Cerebral cortical muscarinic cholinergic and N-methyl- d-aspartate receptors mediate increase in cortical blood flow elicited by chemical stimulation of periaqueductal gray matter

Abstract

The periaqueductal gray matter is implicated in the central processing of defensive reactions. We found previously that, when stimulated by N-methyl- d-aspartate, the caudal third of its lateral subdivision elicited an increase in blood flow over widespread cerebral neocortical areas and that a major proportion of the flow increase was inhibited by topical cortical application of scopolamine, an antagonist of muscarinic receptors. The present study was undertaken to elucidate the roles of cortical nicotinic and excitatory amino acid receptors in the mediation of the flow increase in 66 anaesthetized, cervically cordotomized, artificially ventilated rats with open cranial windows.
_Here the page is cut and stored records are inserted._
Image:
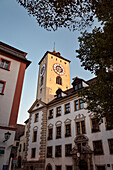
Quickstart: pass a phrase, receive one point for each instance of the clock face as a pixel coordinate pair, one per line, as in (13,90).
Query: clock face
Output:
(42,70)
(58,69)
We found that the flow increase (laser–Doppler flowmetry) was resistant to antagonists of non- N-methyl- d-aspartate receptors and of nicotinic receptors. The response was, however, attenuated to a substantial extent by topical and intravenous N-methyl- d-aspartate receptor antagonists, MK-801 and topical d(-)-2-amino-5-phosphonopentanoic acid. Combined topical application of the latter antagonist with scopolamine attenuated the flow increase to a further extent beyond that achieved with either of the antagonists alone. Topical applications of acetylcholine and N-methyl- d-aspartate individually increased the cortical blood flow. A modest synergism was observed between the actions of these two agonists. Overall, we suggest that in the face of stimuli which provoke defensive reactions, the periaqueductal gray matter may elicit an increase in cortical blood flow by utilizing the cortical acetylcholine–muscarinic receptor system and the cortical excitatory amino acid– N-methyl- d-aspartate receptor system. The vasomotor actions of these two transmitter–receptor systems may operate independently of each other as well as in harmony with each other.